The voices of the Working Group Leaders

A smiling young man gives a presentation
Dr Tamas Agh

Dr Tamas Agh of the Syreon Research Institute in Hungary, one of the Working Group Leaders, has been elected Chair of the ISPOR Medication Adherence and Persistence Special Interest Group for 2024 and Chair-elect of the ESPACOMP International Society of Medication Adherence for the same year, with the chairmanship starting in 2025. “My participation in the ENABLE COST Action has significantly broadened my professional network,” says Tamas. “This initiative has connected me with leading adherence researchers from over 40 countries across Europe. Through collaborative research projects, joint meetings, and training schools facilitated by ENABLE, I have fostered knowledge exchange and built lasting collaborations. The COST Action Dissemination Conference Grant was instrumental in enabling me to attend the ISPOR Europe conference in 2022, where I engaged with other experts in the field, further broadening my professional horizon.

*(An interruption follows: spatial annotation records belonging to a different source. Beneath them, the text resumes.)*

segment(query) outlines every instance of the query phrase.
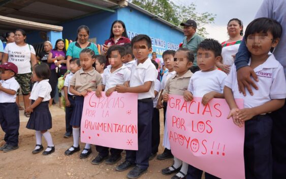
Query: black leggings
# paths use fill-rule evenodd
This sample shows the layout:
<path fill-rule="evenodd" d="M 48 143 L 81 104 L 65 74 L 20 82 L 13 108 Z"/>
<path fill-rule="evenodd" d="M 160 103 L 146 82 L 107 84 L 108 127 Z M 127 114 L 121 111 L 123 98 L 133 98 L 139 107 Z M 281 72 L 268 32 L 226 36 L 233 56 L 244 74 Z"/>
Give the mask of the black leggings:
<path fill-rule="evenodd" d="M 53 98 L 55 95 L 55 90 L 56 86 L 57 84 L 57 79 L 60 77 L 62 75 L 65 75 L 67 70 L 67 69 L 60 69 L 58 71 L 57 71 L 57 73 L 56 73 L 55 69 L 51 69 L 51 76 L 50 76 L 49 83 L 52 87 L 52 91 L 50 93 L 51 98 Z M 58 89 L 57 88 L 56 89 Z M 61 93 L 58 93 L 58 97 L 61 97 Z"/>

A specific example of how ENABLE has contributed to advancing Tamas’s research projects is a study funded by the GATEKEEPER Twinning programme. Tamas worked with Polish ENABLE member Professor Kardas, the Director of the Medication Adherence Research Centre (MARC) at the University of Lodz. The partnership between the University of Pécs, the Center for Health Technology Assessment and Pharmacoeconomic Research, and the Medical University of Lodz led to the introduction of the ‘My Health Every Day’ application in Hungary and the establishment of the first Hungarian medication adherence research center.

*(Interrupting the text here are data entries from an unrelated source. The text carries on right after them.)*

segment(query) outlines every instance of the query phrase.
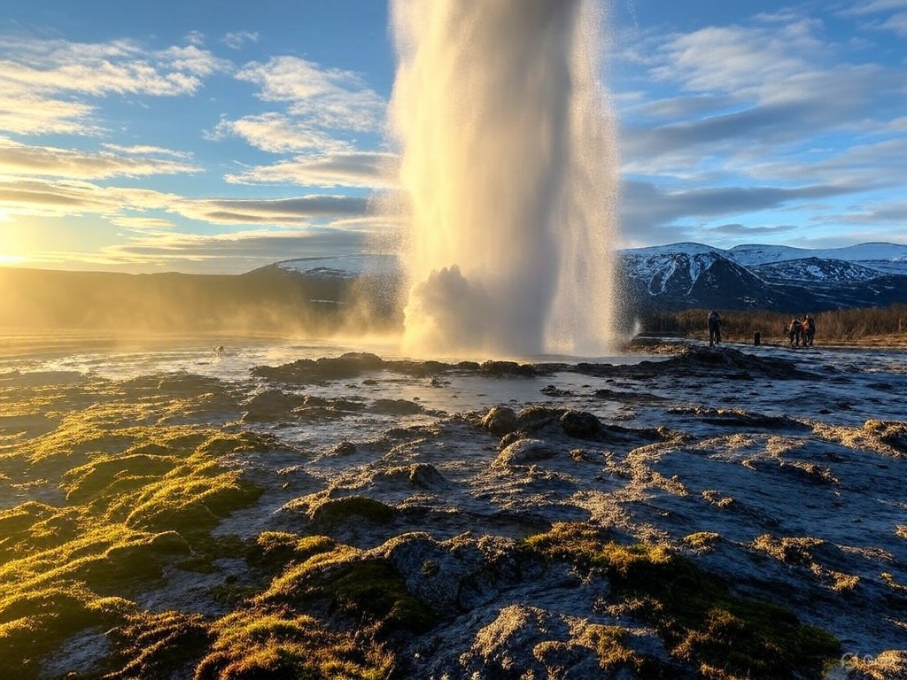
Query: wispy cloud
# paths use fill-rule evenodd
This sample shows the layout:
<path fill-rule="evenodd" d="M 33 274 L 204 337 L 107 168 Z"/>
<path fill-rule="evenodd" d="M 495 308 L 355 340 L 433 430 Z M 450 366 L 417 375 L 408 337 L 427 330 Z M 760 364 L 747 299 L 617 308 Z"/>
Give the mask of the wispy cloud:
<path fill-rule="evenodd" d="M 236 121 L 222 120 L 209 135 L 211 140 L 222 140 L 235 135 L 263 151 L 333 151 L 350 148 L 347 141 L 318 129 L 308 121 L 291 118 L 283 113 L 261 113 L 245 116 Z"/>
<path fill-rule="evenodd" d="M 378 151 L 302 156 L 229 174 L 225 179 L 236 184 L 389 189 L 396 186 L 398 164 L 397 156 Z"/>
<path fill-rule="evenodd" d="M 361 252 L 366 236 L 361 231 L 320 228 L 232 234 L 149 234 L 110 246 L 110 262 L 133 268 L 186 268 L 223 272 L 249 270 L 276 261 L 305 257 Z"/>
<path fill-rule="evenodd" d="M 368 201 L 356 196 L 294 199 L 183 199 L 170 206 L 184 217 L 210 224 L 298 225 L 313 219 L 366 215 Z"/>
<path fill-rule="evenodd" d="M 194 94 L 230 64 L 198 45 L 151 50 L 129 40 L 73 43 L 0 36 L 0 131 L 99 134 L 97 108 L 79 97 Z"/>
<path fill-rule="evenodd" d="M 160 218 L 127 218 L 127 217 L 116 217 L 111 219 L 111 224 L 115 224 L 118 227 L 123 227 L 131 231 L 140 231 L 142 233 L 153 231 L 170 231 L 173 229 L 176 225 L 173 224 L 169 219 L 161 219 Z"/>
<path fill-rule="evenodd" d="M 258 85 L 263 101 L 285 102 L 290 114 L 317 127 L 374 131 L 384 121 L 384 99 L 350 71 L 282 56 L 249 63 L 236 77 Z"/>
<path fill-rule="evenodd" d="M 114 145 L 108 149 L 89 152 L 29 146 L 0 136 L 0 175 L 100 180 L 201 171 L 199 166 L 184 162 L 185 156 L 177 151 Z"/>
<path fill-rule="evenodd" d="M 258 34 L 255 31 L 237 31 L 227 34 L 220 42 L 231 50 L 239 50 L 247 43 L 258 43 Z"/>
<path fill-rule="evenodd" d="M 286 109 L 224 119 L 213 131 L 216 138 L 233 134 L 272 153 L 326 153 L 349 150 L 350 135 L 376 132 L 384 125 L 385 100 L 349 71 L 281 56 L 249 63 L 236 77 L 257 85 L 261 101 Z"/>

Two men sitting and smiling
Prof. Kardas and Tamas Agh
A young woman standing in front of the screen
Dr Ines Potočnjak

Dr Ines Potočnjak, a young Working Group Leader from the Sestre Milosrdnice University Hospital Center; School of Medicine Catholic University of Croatia, was given the opportunity to coordinate a large, international, and multidisciplinary team at an early stage of her career through the ENABLE Action. She also co-edited two special editions of highly regarded journals, wrote papers, and organised meetings. “When I reflect on the past, I am struck by the remarkable developments in our professional and personal lives”, Ines confided. “Some members of the group changed jobs, advanced in their careers, relocated to different countries, expanded their families, and along the way, we became friends. Despite these changes, we continued to progress professionally and personally and established an outstanding pan-European research group. I am extremely fortunate to work with these individuals, gain insights from them, and advance medication adherence research with them. Our work goes in line with a maxim quoted during our meeting: ‘If you want to go fast, go alone; if you want to go far, go together.’ I am confident that we will continue to work together on this project.

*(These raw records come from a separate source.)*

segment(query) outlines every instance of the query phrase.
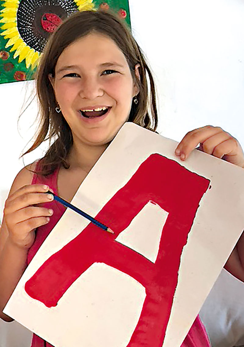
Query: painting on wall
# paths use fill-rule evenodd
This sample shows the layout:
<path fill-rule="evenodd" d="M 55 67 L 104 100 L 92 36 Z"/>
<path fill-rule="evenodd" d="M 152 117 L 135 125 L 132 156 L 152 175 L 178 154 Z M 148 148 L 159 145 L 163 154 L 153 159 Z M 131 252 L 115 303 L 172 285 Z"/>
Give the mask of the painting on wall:
<path fill-rule="evenodd" d="M 126 123 L 72 202 L 114 234 L 68 209 L 5 313 L 55 347 L 180 346 L 244 228 L 244 176 L 176 145 Z"/>
<path fill-rule="evenodd" d="M 32 79 L 47 39 L 74 12 L 112 9 L 130 26 L 128 0 L 0 0 L 0 84 Z"/>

Dr Alexandra Lelia Dima is a Working Group Leader and a health psychologist and Principal Researcher at the Avedis Donabedian Research Institute – Autonoma University of Barcelona (UAB), and Senior Researcher in the PRISMA Research Group, at the Fundació Sant Joan de Déu in Spain. She has been researching medication adherence as a set of behaviours performed by different people—medication users, health professionals, carers, etc.—and how it can be measured and supported. Her work in ENABLE has allowed her to integrate health psychology concepts and methods into the overarching framework developed by the Action, thereby defining the common ground of medication adherence as an applied area of research and practice. “This work will continue beyond the ENABLE project timeframe, and I am pleased to see that health psychology is well represented and integrated into the work of colleagues from other disciplines as they describe and plan their medication adherence interventions and tools,” says Alexandra. “The ENABLE network reinforced my identity as a researcher and provided me with the tools to navigate this new environment.”

A woman with short hair is sitting and smiling
Dr Alexandra Lelia Dima

In summary, the ENABLE COST Action has created a multidisciplinary network of relevant stakeholders working together towards an economically viable implementation of medication adherence-enhancing technologies in European healthcare systems.